Germany's Heiko Maas said earlier this week the EU might need to reinstate some of the sanctions it had previously placed on Belarus over its human rights record, before lifting them partially in 2016 after Lukashenko released political prisoners.
On Thursday, Latvian Foreign Minister Edgars Rinkevics joined the growing chorus of those calling for "individual sanctions against Belarusian officials responsible for crackdown of protests and election fraud".
Lukashenko, who has ruled Belarus for more than a quarter of a century, denies electoral fraud and has accused the protesters of being in cahoots with foreign backers from Russia and elsewhere to topple his government.

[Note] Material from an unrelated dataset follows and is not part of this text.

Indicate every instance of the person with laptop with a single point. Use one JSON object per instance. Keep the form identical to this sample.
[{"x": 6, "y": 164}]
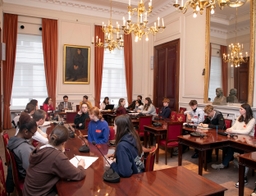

As was the case with EU sanctions on Russia and the people held responsible for Moscow's 2014 annexation of Crimea and the turmoil in east Ukraine, the sources said sanctions on Belarus would come in the form of travel bans and the freezing of assets held in the bloc.
"There has been no signal that any EU country wants to block some restrictive measures because the violence is blatant," said an EU official close to the matter.
"What we need to assess is the level of pressure that would be useful versus what would be counterproductive and risk pushing Lukashenko into Russia's arms if he sees this as his only possibility to stay in power."
In the narrower option, only some officials at the Belarusian election body or security forces who oversaw clashes with protesters could be sanctioned. In a broader version, curbs could also be placed on government officials such as the interior minister, the sources said.
As the EU weighs its options, one of the bloc's leading Russia hawks, Poland, called for support to protesters, including possible mediation between them and Lukashenko, rather than a much tougher line.
Warsaw is wary of a repeat of the 2013/2014 street protests in Kyiv, which the EU and the United States supported and Russia then used as an excuse to annex Crimea from Ukraine before backing separatists in the industrial east of the country.
That suggests a narrower set of sanctions may be more likely for the time being, the sources said, also pointing to Hungarian Prime Minister Viktor Orban's visit to Minsk in June when he called for the remaining EU sanctions on Belarus to go.
For the time being, EU restrictive measures on Belarus include an arms embargo as well as a ban on exporting equipment that can be used for internal repression.